Section A (1) (a) (3) of the coverage portion of the policy provides that covered accidents
include, "Explosion, other than combustion explosion, of steam boilers, steam piping, steam
engines or steam turbines."
The cause of the loss at issue has not been established with certainty. The "Definitions" section of the policy does not define explosion," combustion explosion," backfire," or misfire." The rule is clear that terms contained in an insurance policy are to be accorded their everyday, commonsense meanings (see Pepsico, Inc.,13 AD3d at 600). Where the evidence is disputed as to the meaning or applicability of terms of an insurance policy, the issue should be settled by reference to the intentions of the parties, which is a question of fact (see e.g.
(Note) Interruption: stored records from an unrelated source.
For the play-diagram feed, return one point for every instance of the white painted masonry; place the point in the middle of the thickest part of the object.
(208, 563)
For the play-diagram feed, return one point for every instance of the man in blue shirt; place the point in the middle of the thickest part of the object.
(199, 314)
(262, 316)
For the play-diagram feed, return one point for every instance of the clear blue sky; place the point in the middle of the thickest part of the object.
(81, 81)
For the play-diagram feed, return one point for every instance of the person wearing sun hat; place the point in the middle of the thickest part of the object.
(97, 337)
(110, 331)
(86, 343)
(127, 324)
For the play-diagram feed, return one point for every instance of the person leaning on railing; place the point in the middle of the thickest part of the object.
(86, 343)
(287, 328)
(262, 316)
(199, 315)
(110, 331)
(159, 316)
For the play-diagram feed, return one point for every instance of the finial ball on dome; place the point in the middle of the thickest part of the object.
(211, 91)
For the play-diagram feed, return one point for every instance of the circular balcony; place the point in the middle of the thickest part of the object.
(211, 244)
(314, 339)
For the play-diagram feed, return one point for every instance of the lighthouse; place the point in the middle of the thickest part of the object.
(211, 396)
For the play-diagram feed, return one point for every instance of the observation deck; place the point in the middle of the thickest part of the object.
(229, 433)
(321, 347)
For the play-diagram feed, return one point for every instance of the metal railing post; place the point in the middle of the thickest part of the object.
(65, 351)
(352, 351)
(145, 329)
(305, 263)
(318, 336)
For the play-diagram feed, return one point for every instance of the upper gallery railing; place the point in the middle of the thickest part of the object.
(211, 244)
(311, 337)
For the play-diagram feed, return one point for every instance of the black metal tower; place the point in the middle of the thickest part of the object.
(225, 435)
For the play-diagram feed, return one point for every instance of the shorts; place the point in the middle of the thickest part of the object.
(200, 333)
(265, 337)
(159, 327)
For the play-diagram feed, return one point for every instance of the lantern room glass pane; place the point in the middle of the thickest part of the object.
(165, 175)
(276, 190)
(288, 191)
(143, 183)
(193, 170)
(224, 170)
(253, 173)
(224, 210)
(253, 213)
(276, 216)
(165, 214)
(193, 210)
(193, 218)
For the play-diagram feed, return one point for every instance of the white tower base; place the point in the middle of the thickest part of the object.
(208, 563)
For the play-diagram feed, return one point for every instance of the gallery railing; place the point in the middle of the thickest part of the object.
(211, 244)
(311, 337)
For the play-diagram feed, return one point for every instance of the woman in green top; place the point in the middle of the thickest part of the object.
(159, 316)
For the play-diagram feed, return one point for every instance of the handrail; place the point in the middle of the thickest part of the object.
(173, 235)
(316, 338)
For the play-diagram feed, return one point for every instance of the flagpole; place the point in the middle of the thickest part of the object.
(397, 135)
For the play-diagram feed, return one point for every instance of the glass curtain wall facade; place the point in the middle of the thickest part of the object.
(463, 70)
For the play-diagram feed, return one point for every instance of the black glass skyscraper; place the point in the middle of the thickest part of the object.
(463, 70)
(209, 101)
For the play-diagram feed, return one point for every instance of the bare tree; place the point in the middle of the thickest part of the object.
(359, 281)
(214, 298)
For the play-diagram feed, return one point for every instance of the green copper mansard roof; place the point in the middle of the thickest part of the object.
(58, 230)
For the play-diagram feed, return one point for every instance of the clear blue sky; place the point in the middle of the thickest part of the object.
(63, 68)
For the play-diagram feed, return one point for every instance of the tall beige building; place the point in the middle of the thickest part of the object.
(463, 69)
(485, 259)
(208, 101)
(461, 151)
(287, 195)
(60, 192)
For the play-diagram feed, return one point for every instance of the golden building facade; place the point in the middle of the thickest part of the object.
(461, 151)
Pan Am. World Airways, 505 F2d at 1006; 10A Couch on Insurance 3d §§ 150:7, 150:21; see also Thomas J. Lipton, Inc., 34 NY2d at 361).Although the policy here excluded both direct and indirect damage from "combustion explosion" and any other explosions," except as otherwise provided, we conclude that it is unclear whether the parties intended by this language to exclude coverage for damages from the backfire" that is believed to have caused plaintiff's losses. In view of the foregoing, the District Court's order is modified by vacating the provision granting defendant's motion for summary judgment dismissing the complaint and by providing that defendant's motion is denied.
Molia, J.P., Scheinkman and LaCava, JJ., concur.